Course Meeting Times
Lectures: 2 sessions / week, 1.5 hours / session
Recitations: 1 session / week, 1 hour / session
This course covers the algorithmic and machine learning foundations of computational biology combining theory with practice. We cover both foundational topics in computational biology, and current research frontiers. We study fundamental techniques, recent advances in the field, and work directly with current large-scale biological datasets.
Genomes: Biological sequence analysis, hidden Markov models, gene finding, comparative genomics, RNA structure, sequence alignment, hashing
Networks: Gene expression, clustering / classification, EM / Gibbs sampling, motifs, Bayesian networks, microRNAs, regulatory genomics, epigenomics
Evolution: Gene / species trees, phylogenomics, coalescent, personal genomics, population genomics, human ancestry, recent selection, disease mapping
In addition to the technical material in the course, the term project provides practical experience doing these things:
- Writing an National Institutes of Health (NIH)-style research proposal
- Reviewing peer proposals
- Planning and carrying out independent research
- Presenting research results orally in a conference setting
- Writing results in a journal-style scientific paper
There will be five problem sets during the semester, each including 3–5 problems for all students and a lab problem which is optional for undergraduate students. The problem sets will include both theoretical and programming problems. For programming problems, we provide skeleton code in Python, but you are welcome to write solutions in any language.
There will be one quiz, in class, which will cover all material covered up to that point. There will be no final exam. The quiz will include true / false questions, short answer questions, practical problems using algorithms covered in class, and one or two problems extending ideas seen in class.
Students will work on a final project with deliverables due at several milestones during the term as marked on the course schedule. The first part of the term will be spent identifying a topic relevant to the course materials, planning the project, writing an NIH-style proposal, and reviewing the proposals of your peers.
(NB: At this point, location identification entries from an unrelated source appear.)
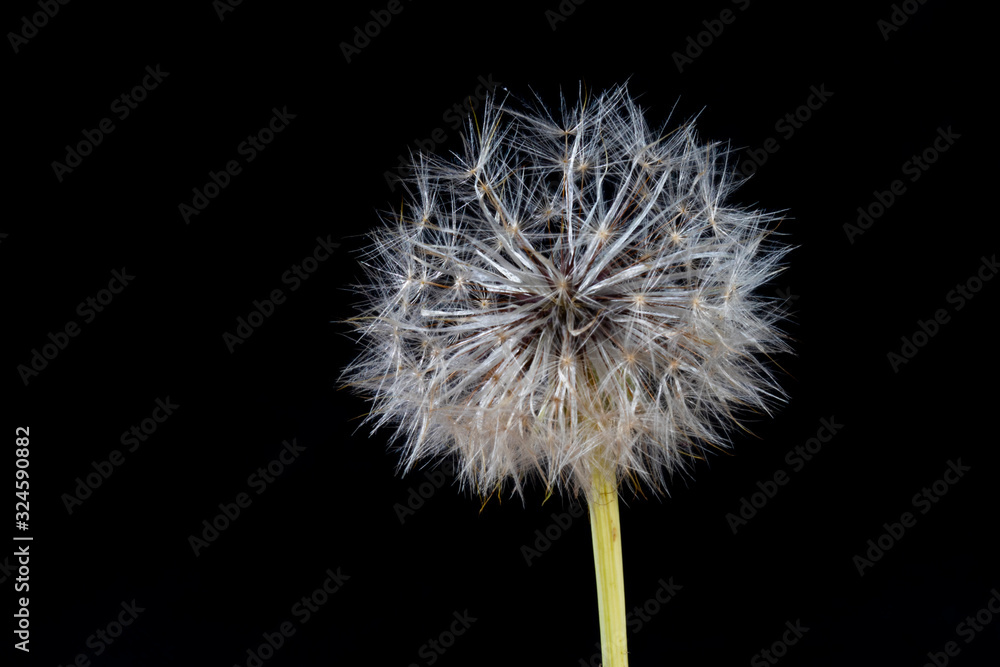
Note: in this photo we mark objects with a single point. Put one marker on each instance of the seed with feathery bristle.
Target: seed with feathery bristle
(569, 296)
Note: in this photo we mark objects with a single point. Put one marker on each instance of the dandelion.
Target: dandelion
(572, 299)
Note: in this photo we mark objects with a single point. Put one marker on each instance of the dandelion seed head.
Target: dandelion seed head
(569, 295)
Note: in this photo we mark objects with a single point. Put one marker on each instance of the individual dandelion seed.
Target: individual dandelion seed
(571, 299)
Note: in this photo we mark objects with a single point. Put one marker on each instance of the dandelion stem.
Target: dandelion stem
(605, 528)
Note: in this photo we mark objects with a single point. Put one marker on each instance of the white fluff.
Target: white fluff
(570, 292)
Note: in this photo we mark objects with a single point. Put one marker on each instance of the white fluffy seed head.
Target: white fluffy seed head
(570, 295)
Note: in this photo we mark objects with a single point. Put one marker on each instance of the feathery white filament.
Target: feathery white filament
(568, 294)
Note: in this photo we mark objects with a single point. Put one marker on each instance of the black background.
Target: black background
(337, 505)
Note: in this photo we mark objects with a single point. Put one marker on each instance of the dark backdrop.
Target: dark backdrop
(413, 561)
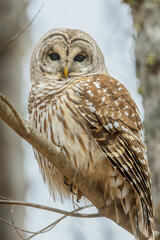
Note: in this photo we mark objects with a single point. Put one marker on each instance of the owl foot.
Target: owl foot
(78, 193)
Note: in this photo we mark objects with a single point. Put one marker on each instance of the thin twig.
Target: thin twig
(13, 222)
(52, 225)
(12, 225)
(21, 31)
(43, 207)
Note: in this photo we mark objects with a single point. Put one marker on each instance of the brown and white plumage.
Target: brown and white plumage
(79, 107)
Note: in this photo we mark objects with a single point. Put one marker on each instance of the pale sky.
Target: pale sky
(110, 23)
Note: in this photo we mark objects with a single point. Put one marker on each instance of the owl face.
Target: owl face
(64, 53)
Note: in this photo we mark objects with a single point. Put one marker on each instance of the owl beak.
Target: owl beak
(66, 71)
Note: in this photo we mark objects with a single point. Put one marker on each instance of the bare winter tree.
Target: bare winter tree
(148, 71)
(147, 52)
(11, 171)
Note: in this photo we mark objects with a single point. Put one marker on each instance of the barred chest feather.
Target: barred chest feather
(66, 113)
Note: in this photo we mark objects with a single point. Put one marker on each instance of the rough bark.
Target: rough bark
(146, 14)
(11, 164)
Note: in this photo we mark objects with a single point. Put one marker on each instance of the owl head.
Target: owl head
(66, 53)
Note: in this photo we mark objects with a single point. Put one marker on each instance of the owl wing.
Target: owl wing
(113, 121)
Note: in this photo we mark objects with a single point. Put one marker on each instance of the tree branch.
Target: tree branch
(55, 156)
(51, 209)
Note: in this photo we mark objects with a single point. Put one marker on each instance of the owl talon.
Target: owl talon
(66, 183)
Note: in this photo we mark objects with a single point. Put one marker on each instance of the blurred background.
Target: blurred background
(110, 23)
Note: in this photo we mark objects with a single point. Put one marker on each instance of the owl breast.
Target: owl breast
(56, 116)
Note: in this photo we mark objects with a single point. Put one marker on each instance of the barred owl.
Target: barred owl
(76, 104)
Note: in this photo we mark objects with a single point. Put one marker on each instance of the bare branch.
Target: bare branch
(55, 156)
(52, 225)
(21, 31)
(43, 207)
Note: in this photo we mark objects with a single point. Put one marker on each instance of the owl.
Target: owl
(79, 107)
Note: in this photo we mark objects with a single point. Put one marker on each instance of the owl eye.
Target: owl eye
(79, 58)
(54, 56)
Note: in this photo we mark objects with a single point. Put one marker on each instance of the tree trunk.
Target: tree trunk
(11, 165)
(146, 14)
The second part of the term will be focused on completing the project, writing the report, and presenting the results. Details of what is expected by each milestone will be posted on the course website.
You may either work alone or with one partner; however, teams and graduate students will be expected to undertake more ambitious projects. Part of the final project grade will depend on the challenge and originality of your project.
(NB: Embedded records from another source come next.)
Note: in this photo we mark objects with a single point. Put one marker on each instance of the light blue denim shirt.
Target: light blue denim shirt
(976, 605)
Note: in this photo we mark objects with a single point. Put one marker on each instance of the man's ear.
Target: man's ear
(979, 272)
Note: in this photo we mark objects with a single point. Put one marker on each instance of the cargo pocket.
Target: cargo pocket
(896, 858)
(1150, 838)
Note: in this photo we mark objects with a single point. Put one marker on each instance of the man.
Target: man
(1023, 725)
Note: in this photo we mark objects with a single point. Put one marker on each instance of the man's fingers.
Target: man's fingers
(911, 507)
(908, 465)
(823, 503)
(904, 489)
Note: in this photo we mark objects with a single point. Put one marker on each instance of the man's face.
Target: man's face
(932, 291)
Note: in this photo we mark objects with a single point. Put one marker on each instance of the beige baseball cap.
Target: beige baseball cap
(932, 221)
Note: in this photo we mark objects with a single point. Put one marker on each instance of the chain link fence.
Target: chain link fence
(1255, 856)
We anticipate projects of a few types:
- Identify a biological problem, gather relevant datasets, design and implement new algorithms, apply the methods, and interpret the results.
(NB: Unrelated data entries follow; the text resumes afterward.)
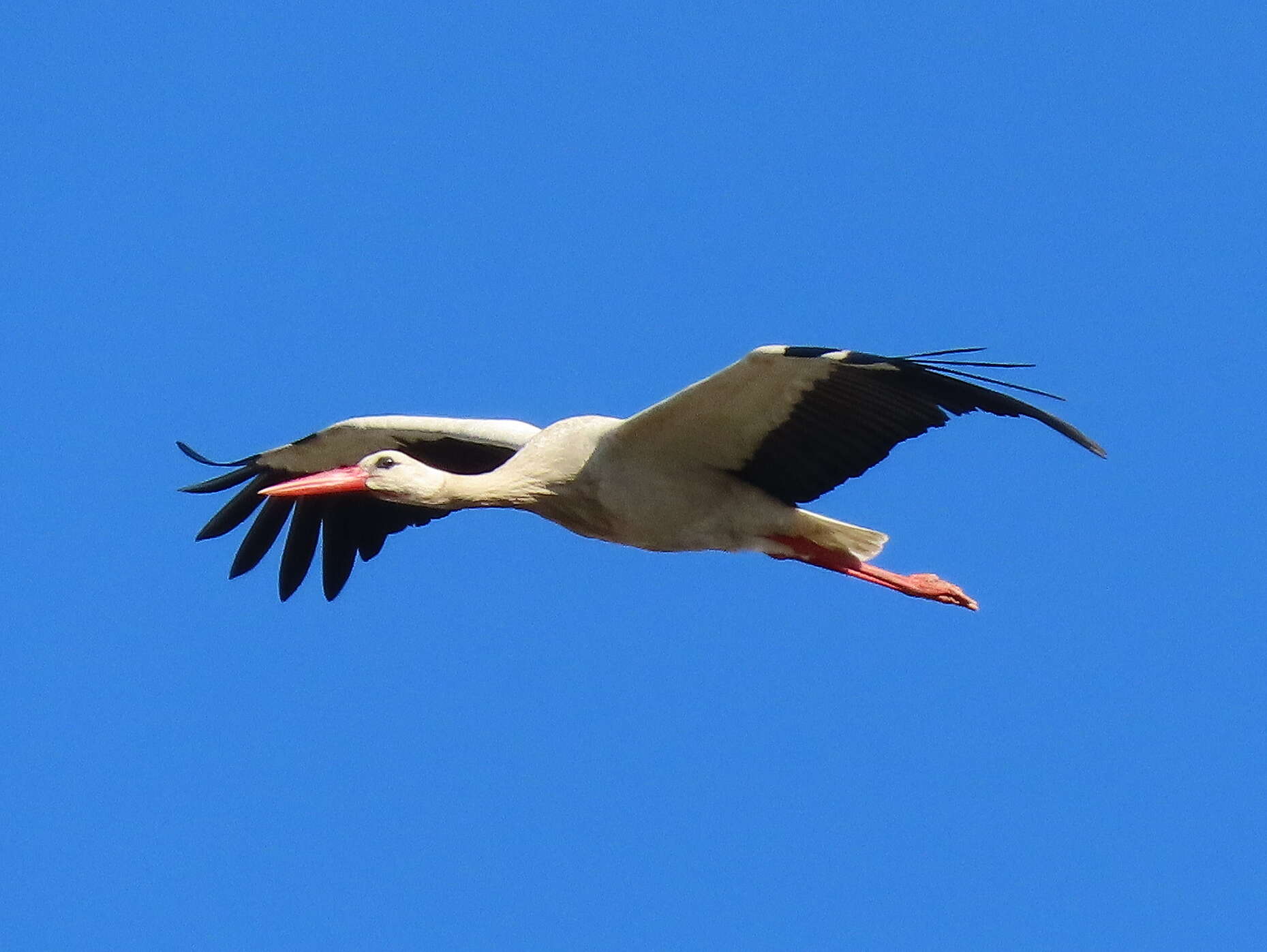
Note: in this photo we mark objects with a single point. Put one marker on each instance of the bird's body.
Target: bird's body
(722, 464)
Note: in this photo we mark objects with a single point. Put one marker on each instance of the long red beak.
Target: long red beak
(332, 480)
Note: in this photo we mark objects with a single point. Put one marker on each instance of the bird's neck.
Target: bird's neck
(495, 489)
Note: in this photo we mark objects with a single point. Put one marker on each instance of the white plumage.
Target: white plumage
(721, 464)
- Rigorously compare several algorithms which solve the same biological problem in terms of their performance and the quality of their outputs on synthetic and real data sets.
Each student will contribute to the scribe notes, which are chapters of the course textbook. Several students may be assigned to work together on a single lecture / chapter depending on course enrollment. As a scribe, you are expected to do the following:
- Before the lecture, familiarize yourself with the materials.
- During the lecture take note of ideas covered in lecture which are missing or explained poorly in the text, questions asked in lecture which are not answered in the text, digressions from the lecture material which are worth elaborating on, figures / illustrations which are confusing or missing important elements, etc.
- After the lecture, edit the text to address the points you identify.
The course textbook is the compiled scribe notes. The entire course textbook is available in the readings section.
You may also find the following optional texts helpful:
Durbin, Richard, Sean R. Eddy, Anders Krogh, et al. Biological Sequence Analysis: Probabilistic Models of Proteins and Nucleic Acids. Cambridge University Press, 1998.
Jones, Neil C., and Pavel Pevzner. An Introduction to Bioinformatics Algorithms. MIT Press, 2004. ISBN: 9780262101066. [Preview on Google Books ]
Duda, Richard O., Peter E. Hart, and David G. Stork. Pattern Classification. John Wiley & Sons, 2003. ISBN: 9789814126021.
Recitations will be held on Fridays, during which we will both review the lecture material and discuss additional aspects of it. Since there is only one recitation section, we will not be able to accommodate all scheduling conflicts. Therefore, attendance is not mandatory. Material in the recitation notes may appear on the quiz.
You are welcome to collaborate on problem sets and the final project. However:
- You must work independently on each problem before you discuss it with others.
- You must write the solutions on your own.
- You must acknowledge outside sources and collaborators.